Em 2012, quando trabalhava em uma farmácia, Sebastiana do Carmo Cunha, hoje com 50 anos, foi rendida por dois assaltantes. “Estavam armados, trancaram cinco funcionários no banheiro e me mandaram recolher o dinheiro do caixa. Levaram também meu celular, me ofenderam e me jogaram no chão. A PM chegou, houve troca de tiros. Passei noites sem dormir, à base de remédios”, lembra. No ano passado ela voltou a ser atacada por um criminoso armado: “Voltava do serviço. O rapaz me jogou no chão, levou meu dinheiro e, novamente, meu telefone. Por medo, saí do emprego”. Tiana, como é chamada por familiares e amigos, faz parte de uma estatística assustadora. O total de crimes violentos contra o patrimônio em Belo Horizonte quase dobrou de 2012 – quando ela foi assaltada pela primeira vez – a 2016, ano em que foi vítima do segundo roubo. Nestes cinco anos, segundo balanço da Secretaria de Estado de Segurança Pública (Sesp), o número de crimes contra o patrimônio passou de 23.186 ocorrências para 43.120 registros, aumento de 86%.

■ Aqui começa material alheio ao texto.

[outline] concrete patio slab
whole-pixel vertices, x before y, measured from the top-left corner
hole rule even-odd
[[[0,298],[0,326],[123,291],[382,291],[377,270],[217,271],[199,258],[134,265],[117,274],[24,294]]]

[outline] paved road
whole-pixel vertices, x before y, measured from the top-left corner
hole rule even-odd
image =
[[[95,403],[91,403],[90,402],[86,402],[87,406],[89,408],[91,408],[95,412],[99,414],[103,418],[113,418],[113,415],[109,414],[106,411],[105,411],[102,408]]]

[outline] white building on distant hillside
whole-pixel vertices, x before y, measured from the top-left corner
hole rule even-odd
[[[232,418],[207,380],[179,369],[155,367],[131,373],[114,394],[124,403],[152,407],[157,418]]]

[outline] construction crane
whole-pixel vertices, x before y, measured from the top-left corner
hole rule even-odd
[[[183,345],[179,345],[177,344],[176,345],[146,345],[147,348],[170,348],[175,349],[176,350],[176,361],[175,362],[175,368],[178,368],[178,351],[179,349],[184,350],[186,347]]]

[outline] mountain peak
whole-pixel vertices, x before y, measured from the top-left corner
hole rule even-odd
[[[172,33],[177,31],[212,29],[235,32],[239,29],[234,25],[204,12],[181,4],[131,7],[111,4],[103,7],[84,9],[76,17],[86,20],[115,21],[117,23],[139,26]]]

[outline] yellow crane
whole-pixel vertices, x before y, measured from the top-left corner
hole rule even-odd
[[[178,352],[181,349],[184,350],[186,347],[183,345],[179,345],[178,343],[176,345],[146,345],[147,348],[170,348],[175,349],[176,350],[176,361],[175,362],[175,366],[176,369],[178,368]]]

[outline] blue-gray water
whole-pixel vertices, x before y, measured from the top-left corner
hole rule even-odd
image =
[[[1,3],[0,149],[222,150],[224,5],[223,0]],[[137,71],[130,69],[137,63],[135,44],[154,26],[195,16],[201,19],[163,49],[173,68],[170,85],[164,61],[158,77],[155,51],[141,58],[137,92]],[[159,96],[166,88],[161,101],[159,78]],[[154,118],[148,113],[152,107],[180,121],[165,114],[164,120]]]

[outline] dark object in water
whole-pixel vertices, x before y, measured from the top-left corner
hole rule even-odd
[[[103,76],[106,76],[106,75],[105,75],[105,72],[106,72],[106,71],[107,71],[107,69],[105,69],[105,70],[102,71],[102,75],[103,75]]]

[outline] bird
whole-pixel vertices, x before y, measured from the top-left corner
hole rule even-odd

O indicador, porém, é maior, pois o balanço de todo o ano passado não foi fechado pela Sesp. Refere-se ao acumulado de janeiro a novembro. O dado referente a dezembro, inicialmente com previsão de divulgação em fevereiro, só deve ficar pronto no fim deste mês. Mas, levando-se em conta os 334 dias de janeiro a novembro, a média foi de 129 casos diários. Em 2012, a média diária era de 63,5.

Sebastiana Cunha é parte das duas estatísticas. Ao tocar no assunto, ela faz questão de dizer que se sente desprotegida. Em 2012, recorda que a dupla armada entrou na farmácia quando os funcionários já haviam abaixado as portas. O crime ocorreu à noite, num bairro na Região Noroeste cujo nome ela prefere não mencionar. Em 2016, se tornou vítima na Savassi, na Região Centro-Sul da capital, no período da manhã. “Eu havia largado o serviço (era cuidadora de idosos) às 7h”, conta. Receosa, Tiana deixou o emprego. Relembre: Assaltos com morte avançam 63% em Minas, aponta fórum de segurança

Histórias semelhantes podem ser contadas em todas as partes da capital. Formado em administração de empresas, Ângelo Antônio Nogueira de Souza, de 32, enfrentou a situação no ano passado. “Estacionei o carro, por volta das 19h de um domingo, na porta do prédio de minha noiva, no Conjunto Califórnia (Região Noroeste). Chegaram dois rapazes, um deles parecendo drogado, e anunciaram o assalto. Eles me empurraram e levaram o carro, o laptop e aparelhos de celular”, conta.

Segundo ele, o policial que atendeu a ocorrência havia dito que a dupla era suspeita de assaltar outras pessoas na mesma região. Poucos dias se passaram e uma reportagem na televisão chamou a atenção de Ângelo. Um dos criminosos que o abordaram morreu ao assaltar uma padaria e trocar tiros com um policial à paisana que lanchava no estabelecimento. Até hoje, confessa, o rapaz sente insegurança ao rodar pela região em que foi assaltado.

Graciana Pimentel, de 35, vítima de três roubos, enfrentou no primeiro uma situação parecida com a relatada por Ângelo. “Eu e meu namorado havíamos estacionado em frente à casa de minhã mãe, no Bairro Ipanema (Noroeste), e fomos abordados por dois rapazes armados, que levaram o carro. Depois, no Coração Eucarístico (mesma região), quatro rapazes me tomaram o celular. Por fim, no Padre Eustáquio (também Noroeste), novamente me levaram o carro”, enumera.

Na última ocorrência, em 2015, ela foi abordada por um homem com um facão. “Eu estacionei e o ladrão abriu a porta, me mostrou a arma e me mandou ficar calada. Desci e ele levou o carro e minha bolsa com dinheiro e vários documentos. Também o telefone, do qual eu tinha pago só quatro das 10 parcelas que financiei.”